Я был по-настоящему восхищен. Я отсутствовал около часа, и за это время Чиффа успел проделать столь серьезную работу. Как исследователь я ему в подметки не годился, это ясно.

— И вы говорили, что у вас нет опыта работы с книгами! — укоризненно сказал я.

— Когда я говорил, его и не было. До сих пор мне не приходилось заниматься подобными вещами. Когда понадобилось, я постарался, и у меня получилось, потому что у меня все всегда получается. Это совершенно нормально, сэр Шурф. С тобой тоже так будет. Просто не все сразу.

Я молчал — а что тут скажешь?

— Важно на самом деле вот что, — сказал Чиффа. — Чтобы продолжать работу, тебе нужны эти самые защитные руны. Думаю, это не проблема. В библиотеке Семилистника наверняка найдется и «Подробный перечень защитных рун», и другие полезные книги.

— Где-где?

Я был почти уверен, что ослышался. В библиотеке ордена Семилистника, конечно, могло найтись еще и не такое. Но от этого никому не легче. Резиденция ордена Семилистника была самым неприступным местом в Соединенном Королевстве. Что-что, а запираться эти ребята умели. Я слышал, что сам Лойсо Пондохва, поклявшийся извести на корню весь орден Семилистника и его Великого Магистра Нуфлина Мони Маха лично, был вынужден отступиться от Иафаха — и это колдун, о котором говорили, что все мы живы лишь потому, что лень и мечтательность Лойсо превосходят его ярость и могущество, в противном случае он не только от Ехо, а и от всего Мира камня на камне не оставил бы.

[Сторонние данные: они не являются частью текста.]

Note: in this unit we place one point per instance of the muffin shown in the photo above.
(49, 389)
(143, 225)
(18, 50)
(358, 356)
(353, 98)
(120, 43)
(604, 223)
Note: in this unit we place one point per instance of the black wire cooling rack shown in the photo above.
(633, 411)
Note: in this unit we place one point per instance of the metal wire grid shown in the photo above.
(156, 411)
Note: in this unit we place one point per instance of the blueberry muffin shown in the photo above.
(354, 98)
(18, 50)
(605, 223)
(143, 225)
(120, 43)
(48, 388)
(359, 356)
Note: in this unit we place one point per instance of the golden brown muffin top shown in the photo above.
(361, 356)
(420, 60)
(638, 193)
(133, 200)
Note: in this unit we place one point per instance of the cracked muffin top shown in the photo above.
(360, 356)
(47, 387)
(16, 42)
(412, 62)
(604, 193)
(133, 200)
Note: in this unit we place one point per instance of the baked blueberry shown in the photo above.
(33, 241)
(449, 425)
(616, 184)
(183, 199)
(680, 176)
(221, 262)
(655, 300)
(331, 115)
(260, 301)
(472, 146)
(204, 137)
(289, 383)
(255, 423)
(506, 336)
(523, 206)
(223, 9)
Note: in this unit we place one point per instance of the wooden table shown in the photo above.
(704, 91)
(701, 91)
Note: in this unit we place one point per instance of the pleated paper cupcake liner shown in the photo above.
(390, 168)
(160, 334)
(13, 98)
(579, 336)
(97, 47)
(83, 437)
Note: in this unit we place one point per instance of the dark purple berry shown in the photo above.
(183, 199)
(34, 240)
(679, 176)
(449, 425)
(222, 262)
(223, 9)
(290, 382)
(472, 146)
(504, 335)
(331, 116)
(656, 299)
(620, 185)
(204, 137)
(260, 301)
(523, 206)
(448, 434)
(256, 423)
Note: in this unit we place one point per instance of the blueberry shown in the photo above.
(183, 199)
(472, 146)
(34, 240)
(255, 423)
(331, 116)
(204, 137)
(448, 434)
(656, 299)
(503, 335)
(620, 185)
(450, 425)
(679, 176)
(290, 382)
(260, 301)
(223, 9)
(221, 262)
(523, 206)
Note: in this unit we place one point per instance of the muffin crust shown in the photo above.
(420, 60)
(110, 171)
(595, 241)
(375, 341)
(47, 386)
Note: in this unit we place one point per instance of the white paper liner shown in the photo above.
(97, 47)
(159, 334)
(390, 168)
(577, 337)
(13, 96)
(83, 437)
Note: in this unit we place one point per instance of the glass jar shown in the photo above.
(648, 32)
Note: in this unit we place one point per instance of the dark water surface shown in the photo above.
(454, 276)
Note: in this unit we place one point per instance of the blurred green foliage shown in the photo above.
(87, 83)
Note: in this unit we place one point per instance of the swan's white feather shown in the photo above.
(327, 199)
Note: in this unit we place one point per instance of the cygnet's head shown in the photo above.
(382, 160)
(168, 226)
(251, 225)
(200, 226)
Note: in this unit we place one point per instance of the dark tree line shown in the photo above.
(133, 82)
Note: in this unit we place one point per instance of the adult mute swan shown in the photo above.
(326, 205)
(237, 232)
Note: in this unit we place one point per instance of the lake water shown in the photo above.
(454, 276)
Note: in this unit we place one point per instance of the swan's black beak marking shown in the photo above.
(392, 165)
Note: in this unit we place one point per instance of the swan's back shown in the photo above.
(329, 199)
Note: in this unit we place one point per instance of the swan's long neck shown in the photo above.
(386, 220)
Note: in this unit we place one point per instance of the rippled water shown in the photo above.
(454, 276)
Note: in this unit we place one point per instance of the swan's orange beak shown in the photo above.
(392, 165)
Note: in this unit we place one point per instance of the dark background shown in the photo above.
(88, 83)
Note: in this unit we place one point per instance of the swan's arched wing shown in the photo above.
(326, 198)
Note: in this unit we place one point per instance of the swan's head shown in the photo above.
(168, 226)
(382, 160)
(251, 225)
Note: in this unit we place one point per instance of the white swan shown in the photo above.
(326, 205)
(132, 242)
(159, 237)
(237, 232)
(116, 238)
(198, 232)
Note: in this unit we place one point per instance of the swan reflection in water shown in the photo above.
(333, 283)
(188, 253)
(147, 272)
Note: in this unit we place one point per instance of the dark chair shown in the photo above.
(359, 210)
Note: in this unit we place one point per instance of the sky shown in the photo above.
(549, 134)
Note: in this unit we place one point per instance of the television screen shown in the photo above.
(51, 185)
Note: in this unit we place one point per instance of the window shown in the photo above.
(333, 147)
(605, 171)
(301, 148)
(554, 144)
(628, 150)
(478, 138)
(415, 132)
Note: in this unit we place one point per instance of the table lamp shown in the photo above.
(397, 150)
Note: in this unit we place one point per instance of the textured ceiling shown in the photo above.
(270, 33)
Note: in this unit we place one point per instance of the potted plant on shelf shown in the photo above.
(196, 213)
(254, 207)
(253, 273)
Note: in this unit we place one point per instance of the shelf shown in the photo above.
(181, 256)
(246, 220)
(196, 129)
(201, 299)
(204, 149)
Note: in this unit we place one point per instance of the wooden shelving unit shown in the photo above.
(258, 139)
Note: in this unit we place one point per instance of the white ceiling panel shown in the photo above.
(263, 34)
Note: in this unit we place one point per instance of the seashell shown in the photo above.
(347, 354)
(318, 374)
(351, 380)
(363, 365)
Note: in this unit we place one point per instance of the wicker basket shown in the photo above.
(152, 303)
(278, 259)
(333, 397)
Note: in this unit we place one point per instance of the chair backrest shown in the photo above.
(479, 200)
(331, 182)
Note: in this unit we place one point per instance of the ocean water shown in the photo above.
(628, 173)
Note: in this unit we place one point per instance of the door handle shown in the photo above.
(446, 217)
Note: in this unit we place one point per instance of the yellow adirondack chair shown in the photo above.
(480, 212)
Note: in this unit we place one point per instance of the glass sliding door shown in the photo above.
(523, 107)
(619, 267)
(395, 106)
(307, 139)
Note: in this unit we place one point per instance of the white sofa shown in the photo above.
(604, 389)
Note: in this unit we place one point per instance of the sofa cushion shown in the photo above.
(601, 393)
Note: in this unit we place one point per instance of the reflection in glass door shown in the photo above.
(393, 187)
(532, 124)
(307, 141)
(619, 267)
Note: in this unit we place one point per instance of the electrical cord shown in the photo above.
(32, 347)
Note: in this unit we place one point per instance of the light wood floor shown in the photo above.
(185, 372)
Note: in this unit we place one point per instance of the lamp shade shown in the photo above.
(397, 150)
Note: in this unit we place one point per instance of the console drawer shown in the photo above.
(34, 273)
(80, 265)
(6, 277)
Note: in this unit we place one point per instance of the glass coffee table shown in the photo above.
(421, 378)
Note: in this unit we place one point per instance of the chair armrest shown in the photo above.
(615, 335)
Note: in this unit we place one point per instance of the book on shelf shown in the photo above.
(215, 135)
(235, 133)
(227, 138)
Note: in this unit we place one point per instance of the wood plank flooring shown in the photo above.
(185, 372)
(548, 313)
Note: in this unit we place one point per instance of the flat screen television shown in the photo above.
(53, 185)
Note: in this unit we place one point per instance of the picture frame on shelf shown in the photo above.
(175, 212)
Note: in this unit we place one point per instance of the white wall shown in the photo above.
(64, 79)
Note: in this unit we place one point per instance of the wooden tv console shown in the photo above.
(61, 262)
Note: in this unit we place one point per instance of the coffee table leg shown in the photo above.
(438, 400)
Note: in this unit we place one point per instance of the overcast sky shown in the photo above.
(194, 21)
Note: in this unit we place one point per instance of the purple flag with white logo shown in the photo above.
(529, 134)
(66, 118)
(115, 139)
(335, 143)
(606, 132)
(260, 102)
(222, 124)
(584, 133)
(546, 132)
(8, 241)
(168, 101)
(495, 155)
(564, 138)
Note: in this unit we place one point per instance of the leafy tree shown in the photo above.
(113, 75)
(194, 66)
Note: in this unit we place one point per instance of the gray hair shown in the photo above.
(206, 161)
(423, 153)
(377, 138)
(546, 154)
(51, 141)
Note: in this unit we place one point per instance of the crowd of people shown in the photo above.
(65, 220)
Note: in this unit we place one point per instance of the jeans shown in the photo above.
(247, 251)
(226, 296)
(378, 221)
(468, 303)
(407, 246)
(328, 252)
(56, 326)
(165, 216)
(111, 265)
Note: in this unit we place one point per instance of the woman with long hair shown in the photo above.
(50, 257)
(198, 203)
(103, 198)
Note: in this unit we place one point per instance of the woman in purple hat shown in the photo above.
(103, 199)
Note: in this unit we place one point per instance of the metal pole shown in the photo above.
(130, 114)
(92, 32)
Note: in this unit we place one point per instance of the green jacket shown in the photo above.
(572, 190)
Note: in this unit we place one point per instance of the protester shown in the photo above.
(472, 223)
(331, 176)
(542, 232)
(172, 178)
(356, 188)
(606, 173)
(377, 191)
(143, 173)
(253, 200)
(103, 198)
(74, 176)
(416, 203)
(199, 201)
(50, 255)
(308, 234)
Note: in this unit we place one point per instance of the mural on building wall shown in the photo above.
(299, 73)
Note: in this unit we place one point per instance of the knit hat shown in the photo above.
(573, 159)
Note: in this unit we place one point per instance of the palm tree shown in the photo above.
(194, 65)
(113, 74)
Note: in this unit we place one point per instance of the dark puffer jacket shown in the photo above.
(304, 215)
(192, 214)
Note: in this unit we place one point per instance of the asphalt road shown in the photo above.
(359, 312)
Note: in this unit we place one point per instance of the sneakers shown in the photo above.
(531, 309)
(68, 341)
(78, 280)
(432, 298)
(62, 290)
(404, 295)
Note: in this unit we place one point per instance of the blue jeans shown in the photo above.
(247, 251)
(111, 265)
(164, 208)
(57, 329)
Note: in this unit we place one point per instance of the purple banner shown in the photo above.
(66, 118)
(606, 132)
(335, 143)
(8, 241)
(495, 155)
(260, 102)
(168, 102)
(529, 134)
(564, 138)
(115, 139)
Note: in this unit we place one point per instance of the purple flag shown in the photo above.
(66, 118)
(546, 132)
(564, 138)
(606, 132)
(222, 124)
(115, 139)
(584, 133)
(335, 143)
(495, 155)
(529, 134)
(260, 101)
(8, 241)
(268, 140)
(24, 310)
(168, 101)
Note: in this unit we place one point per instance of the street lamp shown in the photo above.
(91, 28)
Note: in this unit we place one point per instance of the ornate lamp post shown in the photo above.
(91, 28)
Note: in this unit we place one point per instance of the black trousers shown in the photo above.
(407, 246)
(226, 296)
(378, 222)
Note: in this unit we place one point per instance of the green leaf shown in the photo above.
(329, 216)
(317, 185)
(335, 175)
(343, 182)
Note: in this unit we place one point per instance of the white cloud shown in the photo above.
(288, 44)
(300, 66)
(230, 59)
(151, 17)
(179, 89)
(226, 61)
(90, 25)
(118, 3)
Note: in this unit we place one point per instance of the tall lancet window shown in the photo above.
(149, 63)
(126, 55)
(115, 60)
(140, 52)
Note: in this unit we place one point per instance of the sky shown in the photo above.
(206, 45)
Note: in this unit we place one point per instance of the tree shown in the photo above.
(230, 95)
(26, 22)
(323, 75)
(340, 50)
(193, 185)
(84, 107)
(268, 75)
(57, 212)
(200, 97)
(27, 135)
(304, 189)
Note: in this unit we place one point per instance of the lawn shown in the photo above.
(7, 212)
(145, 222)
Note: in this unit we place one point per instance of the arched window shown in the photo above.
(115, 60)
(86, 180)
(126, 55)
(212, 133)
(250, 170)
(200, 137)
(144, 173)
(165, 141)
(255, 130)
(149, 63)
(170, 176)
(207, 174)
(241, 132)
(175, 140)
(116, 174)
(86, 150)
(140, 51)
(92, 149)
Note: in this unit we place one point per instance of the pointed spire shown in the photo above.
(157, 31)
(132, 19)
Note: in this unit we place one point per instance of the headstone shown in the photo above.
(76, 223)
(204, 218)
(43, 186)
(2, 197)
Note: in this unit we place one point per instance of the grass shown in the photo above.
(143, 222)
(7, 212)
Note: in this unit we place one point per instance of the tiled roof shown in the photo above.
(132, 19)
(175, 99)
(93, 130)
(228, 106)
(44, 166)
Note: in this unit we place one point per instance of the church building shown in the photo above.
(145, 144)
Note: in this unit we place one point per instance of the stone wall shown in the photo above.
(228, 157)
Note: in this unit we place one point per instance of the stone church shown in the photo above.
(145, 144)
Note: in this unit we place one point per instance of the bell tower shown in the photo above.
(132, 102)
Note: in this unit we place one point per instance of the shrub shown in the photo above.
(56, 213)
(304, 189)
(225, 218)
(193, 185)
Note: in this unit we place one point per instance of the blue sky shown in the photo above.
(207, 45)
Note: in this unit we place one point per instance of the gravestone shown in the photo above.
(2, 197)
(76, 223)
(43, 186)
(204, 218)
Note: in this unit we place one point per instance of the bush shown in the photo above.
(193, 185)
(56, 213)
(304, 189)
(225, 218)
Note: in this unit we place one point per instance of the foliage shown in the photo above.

И как, интересно, я доберусь до книг при таком-то раскладе?

— Я же сказал: в библиотеке Семилистника. Не притворяйся, что не расслышал. И не смотри на меня как на безумца. Во-первых, мы с Нуфлином союзники, хотя афишировать это не любим. Его резонов я не знаю, а мне, честно говоря, не слишком приятно в этом признаваться. Я уже говорил тебе, Нуфлин Мони Мах — единственный Великий Магистр, который не только верит в скорый конец Мира, но и предпринимает серьезные усилия, чтобы его предотвратить. И это, увы, единственное достоинство бедняги Нуфлина. Впрочем, нет. Второе его достоинство состоит в том, что у него нет брата-близнеца. Так что знакомить вас я, пожалуй, не буду, вряд ли вы друг другу понравитесь. Но Нуфлин нам с тобой и не понадобится. Делами Семилистника сейчас заправляет мой старинный друг. Я вас сведу, может быть, даже прямо сейчас, чего тянуть? Только пошлю зов, спрошу разрешения.